OpenAI is releasing a lighter, cheaper model for developers to tinker with called GPT-4o Mini. It costs significantly less than full-sized models and is said to be more capable than GPT-3.5.
Building apps using OpenAI’s models can rack up a huge bill. Developers without the means to afford to tinker with it can get priced out of it entirely and may opt for cheaper models like Google’s Gemini 1.5 Flash or Anthropic’s Claude 3 Haiku. Now, OpenAI is entering the light model game.
“I think GPT-4o Mini really gets at the OpenAI mission of making AI more broadly accessible to people. If we want AI to benefit every corner of the world, every industry, every application, we have to make AI much more affordable,” Olivier Godement, who leads the API platform product, told The Verge.

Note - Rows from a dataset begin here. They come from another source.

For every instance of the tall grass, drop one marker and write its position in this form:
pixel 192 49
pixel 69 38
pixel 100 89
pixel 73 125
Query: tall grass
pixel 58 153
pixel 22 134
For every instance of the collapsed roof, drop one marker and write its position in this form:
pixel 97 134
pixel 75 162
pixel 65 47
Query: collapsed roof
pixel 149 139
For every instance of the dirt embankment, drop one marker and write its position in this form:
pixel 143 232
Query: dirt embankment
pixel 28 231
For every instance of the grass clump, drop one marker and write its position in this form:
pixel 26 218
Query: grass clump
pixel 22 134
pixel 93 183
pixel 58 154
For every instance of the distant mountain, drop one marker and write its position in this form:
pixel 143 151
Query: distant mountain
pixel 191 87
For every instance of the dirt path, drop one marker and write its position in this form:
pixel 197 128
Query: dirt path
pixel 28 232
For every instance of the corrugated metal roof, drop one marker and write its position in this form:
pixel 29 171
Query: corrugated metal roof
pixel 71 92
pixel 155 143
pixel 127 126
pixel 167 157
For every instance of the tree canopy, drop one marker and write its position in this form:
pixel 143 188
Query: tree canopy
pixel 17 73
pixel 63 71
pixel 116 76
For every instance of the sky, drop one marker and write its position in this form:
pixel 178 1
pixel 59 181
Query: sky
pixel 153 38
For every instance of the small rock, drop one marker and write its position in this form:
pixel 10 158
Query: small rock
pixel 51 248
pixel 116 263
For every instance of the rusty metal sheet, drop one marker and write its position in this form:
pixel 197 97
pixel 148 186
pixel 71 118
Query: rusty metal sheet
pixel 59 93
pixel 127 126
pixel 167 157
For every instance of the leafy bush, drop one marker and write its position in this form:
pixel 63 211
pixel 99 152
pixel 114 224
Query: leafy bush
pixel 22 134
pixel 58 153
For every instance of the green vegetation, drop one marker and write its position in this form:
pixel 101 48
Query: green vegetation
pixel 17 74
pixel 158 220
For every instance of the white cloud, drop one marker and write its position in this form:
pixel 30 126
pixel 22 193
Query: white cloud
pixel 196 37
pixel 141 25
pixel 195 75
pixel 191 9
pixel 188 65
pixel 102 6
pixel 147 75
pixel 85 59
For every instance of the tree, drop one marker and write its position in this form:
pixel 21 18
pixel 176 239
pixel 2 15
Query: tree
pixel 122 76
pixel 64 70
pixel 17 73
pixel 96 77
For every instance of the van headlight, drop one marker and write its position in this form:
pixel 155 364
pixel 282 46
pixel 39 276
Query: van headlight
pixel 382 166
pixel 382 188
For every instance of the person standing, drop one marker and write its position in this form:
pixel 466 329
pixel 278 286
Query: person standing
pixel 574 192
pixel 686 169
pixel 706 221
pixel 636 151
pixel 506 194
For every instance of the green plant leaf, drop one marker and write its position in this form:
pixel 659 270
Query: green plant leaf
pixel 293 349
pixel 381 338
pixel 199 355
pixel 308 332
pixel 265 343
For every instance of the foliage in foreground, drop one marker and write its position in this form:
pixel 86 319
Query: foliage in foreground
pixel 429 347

Starting today, ChatGPT users on Free, Plus, and Team plans can use GPT-4o Mini instead of GPT-3.5 Turbo, with Enterprise users getting access next week. That means GPT-3.5 will no longer be an option for ChatGPT users, but it will still be available for developers via the API if they prefer not to switch to GPT-4o Mini. Godement said GPT-3.5 will get retired from the API at some point — they’re just not sure when.
“I think it’s going to be very popular,” Godement said
The new, lightweight model will also support text and vision in the API, and the company says it will soon handle all multimodal inputs and outputs like video and audio. With all these capabilities, this could look like more capable virtual assistants that can understand your travel itinerary and create suggestions. However, the model is meant for simple tasks, so no one is exactly building Siri for cheap.
This new model achieved an 82 percent score on the Measuring Massive Multitask Language Understanding (MMLU), a benchmark exam consisting of about 16,000 multiple-choice questions across 57 academic subjects. When the MMLU was first introduced in 2020, most models were pretty bad at it, which was the goal since the models had gotten too advanced for previous benchmark exams. GPT-3.5 scored 70 percent on this benchmark, GPT-4o scored 88.7 percent, and Google claims Gemini Ultra to have the highest-ever score of 90 percent. In comparison, the competing models Claude 3 Haiku and Gemini 1.5 Flash scored 75.2 percent and 78.9 percent, respectively.
It’s worth noting that researchers are wary of benchmark tests like the MMLU, as how it’s administered varies slightly from company to company. That makes different models’ scores difficult to compare, as The New York Times reported. There’s also the problem of the AI potentially having these answers in its dataset, which essentially lets it cheat, and typically no third-party evaluators are part of the process.
For developers who are hungry to build AI applications for cheap, the launch of GPT-4o Mini gives them another tool to add to their inventory. OpenAI let the financial technology startup Ramp test the model, using GPT-4o Mini to build a tool that extracts expense data on receipts. So, instead of slogging through text boxes, a user can upload a picture of their receipt and the model sorts it all for them. Superhuman, an email client, also tested GPT-4o Mini and used it to create an auto-suggestion feature for email responses.
The goal is to provide something lightweight and inexpensive for developers to create all the apps and tools they couldn’t afford to make with a larger, more expensive model like GPT-4. Many developers would turn to Claude 3 Haiku or Gemini 1.5 Flash before paying the eye-watering compute costs required to run one of the most robust models.
So, what took OpenAI so long? Godement said it was “pure prioritization” as the company was focused on creating bigger and better models like GPT-4, which took a lot of “people and compute efforts.” As time went on, OpenAI noticed a trend of developers eager to use smaller models, so the company decided now was the time to invest its resources into building GPT-4o Mini.
“I think it’s going to be very popular,” Godement said. “Both by existing apps that use all the AI at OpenAI and also many apps that were put out by the pricing before.”